Chunking and concurrency¶
lazycogs has two independent concurrency controls: dask chunking for task-level parallelism, and max_concurrent_reads for async I/O parallelism within a single chunk.
Default behavior: no chunks¶
When chunks is None (the default), lazycogs returns a LazilyIndexedArray-backed DataArray. Each access triggers a targeted read — only the pixels you request are fetched. COG reads across all requested time steps are issued concurrently within a single async event loop, so I/O overlaps even when you read many time steps at once. This is the best mode for:
- Point extraction (
.sel(x=..., y=...)) - Small spatial subsets
- Interactive exploration
da = lazycogs.open("items.parquet", bbox=dst_bbox, crs=dst_crs, resolution=10.0)
# COG reads for all time steps in the slice overlap concurrently
vals = da.sel(x=299965, y=2653947, method="nearest").sel(time=slice("2025-06", "2025-08")).compute()
When to add chunks¶
Add chunks={"time": 1} when you want dask to distribute work across multiple workers. Without chunks, all time steps share one lazycogs event loop and one bounded reprojection pool. I/O is concurrent but CPU-bound reprojection is bounded by that shared pool. With temporal chunks, dask can run multiple chunk tasks in parallel across worker threads, all submitting to the same lazycogs loop while still sharing the same bounded reprojection pool:
da = lazycogs.open(
"items.parquet",
bbox=dst_bbox,
crs=dst_crs,
resolution=10.0,
chunks={"time": 1},
)
da.max(dim="time").compute() # each time step runs in its own dask task
Spatial chunks¶
Avoid spatial chunks unless you are under memory pressure. lazycogs handles spatial I/O concurrency internally through its async event loop — adding spatial dask tasks layers extra DuckDB query overhead on top of I/O that was already happening concurrently.
The one case where spatial chunks are useful is when a single time step is too large to fit in memory even at max_concurrent_reads=1. In that case, small spatial chunks limit how many pixels are in flight at once.
max_concurrent_reads¶
Controls how many COG files are opened and read simultaneously within a single chunk.
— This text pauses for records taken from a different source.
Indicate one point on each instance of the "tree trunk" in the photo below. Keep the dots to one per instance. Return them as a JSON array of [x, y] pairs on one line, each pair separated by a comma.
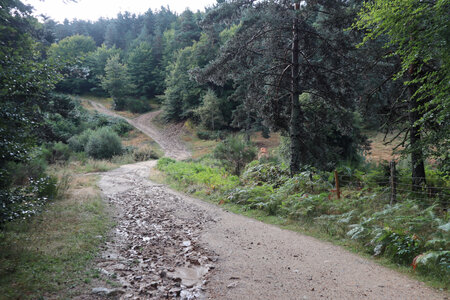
[[417, 163], [296, 109]]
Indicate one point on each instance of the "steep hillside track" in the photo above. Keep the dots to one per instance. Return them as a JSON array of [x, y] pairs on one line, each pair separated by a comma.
[[168, 140], [169, 245]]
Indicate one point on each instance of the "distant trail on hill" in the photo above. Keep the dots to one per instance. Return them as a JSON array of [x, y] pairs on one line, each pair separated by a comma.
[[169, 245], [168, 139]]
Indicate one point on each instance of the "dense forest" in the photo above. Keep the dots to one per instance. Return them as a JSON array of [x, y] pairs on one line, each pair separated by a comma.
[[319, 73]]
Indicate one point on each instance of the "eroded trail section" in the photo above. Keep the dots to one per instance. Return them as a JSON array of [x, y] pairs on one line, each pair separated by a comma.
[[154, 251], [167, 139], [165, 243]]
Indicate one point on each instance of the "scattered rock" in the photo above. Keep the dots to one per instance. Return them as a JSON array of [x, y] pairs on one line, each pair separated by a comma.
[[102, 291]]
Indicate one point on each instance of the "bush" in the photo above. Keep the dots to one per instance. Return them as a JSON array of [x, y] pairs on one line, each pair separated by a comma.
[[25, 201], [191, 173], [256, 173], [103, 144], [78, 142], [60, 152], [145, 153], [205, 135], [210, 135], [120, 126], [137, 106], [235, 153]]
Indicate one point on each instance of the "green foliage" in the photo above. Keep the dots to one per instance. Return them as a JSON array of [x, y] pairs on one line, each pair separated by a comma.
[[143, 69], [418, 33], [210, 135], [117, 81], [269, 173], [78, 142], [399, 232], [103, 144], [192, 175], [210, 112], [23, 202], [137, 106], [145, 153], [96, 61], [235, 153], [72, 50]]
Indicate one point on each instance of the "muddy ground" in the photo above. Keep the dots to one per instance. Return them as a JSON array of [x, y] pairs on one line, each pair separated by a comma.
[[168, 245]]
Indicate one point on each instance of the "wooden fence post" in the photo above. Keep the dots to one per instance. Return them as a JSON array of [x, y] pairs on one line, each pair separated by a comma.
[[393, 181], [336, 179]]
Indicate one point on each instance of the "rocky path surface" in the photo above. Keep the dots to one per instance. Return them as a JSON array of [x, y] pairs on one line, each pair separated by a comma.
[[167, 139], [168, 245]]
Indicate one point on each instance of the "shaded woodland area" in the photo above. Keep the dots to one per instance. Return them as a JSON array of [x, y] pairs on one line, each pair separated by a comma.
[[319, 73]]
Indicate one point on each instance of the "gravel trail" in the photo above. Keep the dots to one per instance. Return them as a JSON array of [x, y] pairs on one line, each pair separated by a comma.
[[167, 139], [169, 245]]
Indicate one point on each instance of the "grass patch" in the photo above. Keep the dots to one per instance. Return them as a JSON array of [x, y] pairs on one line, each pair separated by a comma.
[[361, 221], [50, 253]]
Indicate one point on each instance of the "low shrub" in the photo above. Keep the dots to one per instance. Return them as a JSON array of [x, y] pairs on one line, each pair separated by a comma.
[[256, 173], [235, 153], [192, 173], [60, 152], [104, 144], [145, 153], [120, 126], [78, 142], [137, 105], [25, 201]]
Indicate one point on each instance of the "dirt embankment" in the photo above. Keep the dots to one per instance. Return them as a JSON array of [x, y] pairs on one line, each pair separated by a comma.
[[170, 245]]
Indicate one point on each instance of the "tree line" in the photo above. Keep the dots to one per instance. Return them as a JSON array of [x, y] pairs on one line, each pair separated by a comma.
[[317, 71]]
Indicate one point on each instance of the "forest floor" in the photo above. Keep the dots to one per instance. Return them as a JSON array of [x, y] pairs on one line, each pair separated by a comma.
[[166, 244]]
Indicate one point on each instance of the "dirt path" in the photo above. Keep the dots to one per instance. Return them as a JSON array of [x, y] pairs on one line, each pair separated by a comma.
[[168, 245], [167, 139]]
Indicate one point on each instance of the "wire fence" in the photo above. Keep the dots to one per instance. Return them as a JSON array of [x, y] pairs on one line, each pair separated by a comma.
[[432, 191]]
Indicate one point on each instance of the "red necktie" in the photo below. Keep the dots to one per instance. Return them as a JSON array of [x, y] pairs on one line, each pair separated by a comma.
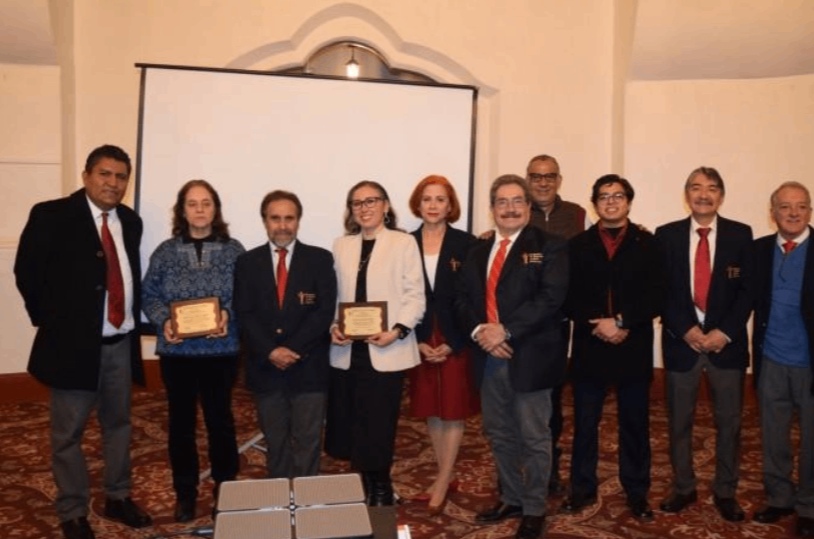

This is pure async I/O — it does not create threads. The default is 32.
Lower it if you are hitting S3 request-rate throttling or want to reduce peak memory per chunk. Raise it (carefully) if you have many non-overlapping tiles and a fast network connection, but note that diminishing returns set in quickly.
When using dask, total concurrent reads across all workers equals dask_workers × max_concurrent_reads. On a 16-core machine with default dask settings and max_concurrent_reads=32, that is 512 simultaneous reads.
da = lazycogs.open(
"items.parquet",
bbox=dst_bbox,
crs=dst_crs,
resolution=10.0,
chunks={"time": 1},
max_concurrent_reads=16, # lower if hitting S3 throttling
)
LAZYCOGS_REPROJECT_WORKERS¶
Controls how many threads the shared reprojection pool uses for CPU-bound reprojection (pyproj + numpy). The default is min(os.cpu_count(), 4).
Reprojection is memory-bandwidth-bound rather than compute-bound. Benchmarks show diminishing returns above 4 threads because concurrent large-array operations saturate the memory bus rather than adding throughput. Raising this beyond 4 is rarely useful.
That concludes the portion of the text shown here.